Mas o Homem de Máscara, o Demônio de Hell’s Kitchen, o ATREVIDO, o Demolidor também bate. E quando bate... O Rei do Crime tá aí como exemplo. Ou na cadeia.
Por falar no Rei do Crime, PUTAQUEPARIU. Olha, todos os principais coadjuvantes funcionam muito bem, de verdade. Do Foggy que consegue ser mais interessante do que um alívio cômico simples à Karen Page apaixonante que não é apenas a mocinha em perigo, passando por Leland Owlsley, pelo ótimo Ben Urich, pelo canalhíssimo Stick e pelo fleumático braço-direito de Fisk, James Wesley. Todos estão incríveis, afiadíssimos. Mas esse cara, bicho, dá medo.
ASSUSTA.
Nunca tá calmo, sempre de dentes trincados. Bipolar, parece que tá sempre segurando um grito na garganta, controlando uma fera dentro de si querendo rosnar, urrar, bater e chutar. E quando Fisk parte pra porrada, parece um gigantesco gorila descontrolado, numa demonstração de pura selvageria. É o lado mais predatorial do ser humano, brilhantemente representado por Vincent D’Onofrio — que, digamos assim, poderia fazer uma participação um tanto interessante num filme que estreia em 28 de Julho de 2017...
Apesar de ser tão diferente de tudo que estamos acostumados a assistir na TV e no cinema desde 2008, as conexões com o restante do Universo Marvel estão todas lá. O escritório de Ben Urich tem capas de jornal que mencionam não apenas a Batalha de Nova York, mas também o incidente envolvendo o Hulk e o Abominável, naquele filme ainda com o Edward Norton; a oportunidade para o crescimento do Rei do Crime vem justamente da reconstrução da cidade pós luta entre Vingadores e os Chitauri; a luta definitiva de Jack Murdock é contra Carl “Crusher” Creel, o futuro Homem-Absorvente; em seu ginásio de treinamento, existe um cartaz que anuncia a luta de um Barton que, caceta, não deve ser coincidência e possivelmente é pai do nosso Clint; homens de armadura, martelos místicos, Hulk e Capitão América são citados recorrentemente nas conversas, como elementos corriqueiros de pessoas que estão começando a descobrir os super-heróis.

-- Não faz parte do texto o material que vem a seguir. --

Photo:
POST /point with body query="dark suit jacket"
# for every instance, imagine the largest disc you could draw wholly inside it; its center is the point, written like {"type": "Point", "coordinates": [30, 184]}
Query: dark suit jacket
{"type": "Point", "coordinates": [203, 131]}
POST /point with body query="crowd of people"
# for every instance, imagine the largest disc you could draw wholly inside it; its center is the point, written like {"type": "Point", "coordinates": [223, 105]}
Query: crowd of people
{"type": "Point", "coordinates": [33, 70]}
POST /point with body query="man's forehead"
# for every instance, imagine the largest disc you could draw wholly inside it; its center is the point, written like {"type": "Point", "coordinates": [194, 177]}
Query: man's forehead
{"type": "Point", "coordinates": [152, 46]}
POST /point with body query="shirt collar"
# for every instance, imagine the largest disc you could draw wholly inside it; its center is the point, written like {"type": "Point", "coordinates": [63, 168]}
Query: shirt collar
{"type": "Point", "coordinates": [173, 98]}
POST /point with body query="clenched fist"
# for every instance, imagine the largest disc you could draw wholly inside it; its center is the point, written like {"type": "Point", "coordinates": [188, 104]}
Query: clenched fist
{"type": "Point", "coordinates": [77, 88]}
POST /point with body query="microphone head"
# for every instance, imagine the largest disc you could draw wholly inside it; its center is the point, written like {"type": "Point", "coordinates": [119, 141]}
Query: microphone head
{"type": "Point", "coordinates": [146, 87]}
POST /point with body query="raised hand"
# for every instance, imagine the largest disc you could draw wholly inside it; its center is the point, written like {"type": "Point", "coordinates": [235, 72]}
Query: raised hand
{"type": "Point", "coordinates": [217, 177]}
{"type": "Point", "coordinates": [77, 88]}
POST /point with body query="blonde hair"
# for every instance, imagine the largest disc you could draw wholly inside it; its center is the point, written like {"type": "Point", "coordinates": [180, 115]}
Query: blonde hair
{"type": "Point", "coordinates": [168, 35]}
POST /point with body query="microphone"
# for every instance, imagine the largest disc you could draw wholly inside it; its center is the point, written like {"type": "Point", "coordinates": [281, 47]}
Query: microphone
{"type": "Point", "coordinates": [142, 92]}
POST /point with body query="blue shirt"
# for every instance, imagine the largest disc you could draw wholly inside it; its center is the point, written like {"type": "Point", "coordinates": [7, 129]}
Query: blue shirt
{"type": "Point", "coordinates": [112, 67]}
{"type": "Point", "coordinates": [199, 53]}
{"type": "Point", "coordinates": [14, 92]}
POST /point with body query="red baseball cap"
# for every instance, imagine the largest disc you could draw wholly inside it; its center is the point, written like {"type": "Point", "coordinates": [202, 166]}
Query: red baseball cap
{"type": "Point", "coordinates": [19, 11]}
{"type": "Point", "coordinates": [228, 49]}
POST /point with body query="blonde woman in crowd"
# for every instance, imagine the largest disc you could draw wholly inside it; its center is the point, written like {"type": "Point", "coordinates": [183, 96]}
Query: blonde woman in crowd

Mas é muito legal treinar o olhar para enxergar também as referências às próximas séries, porque elas estão a caminho e devem ser todas ultraconectadas entre elas: o símbolo nos papelotes de cocaína distribuídos pelo time de cegos da Madame Gao é nitidamente aquele que fica no peito de um dos inimigos do Punho de Ferro, o Serpente de Aço (que, por sinal, esteve ligado à HYDRA... Sacou o que fizemos aqui?); quando Gao vai embora, ela menciona para Leland uma certa terra natal que não é a China, mas sim um lugar “muito mais distante”. Alguém pensou na terra mística de K’un-Lun, onde Danny Rand foi treinado para se tornar o Punho de Ferro? Ou, quem sabe, o reino lendário de Ku’n-Zi, dominado pela assustadora senhora conhecida como Crane Mother – que, engraçado, poderia ser a própria Gao, não?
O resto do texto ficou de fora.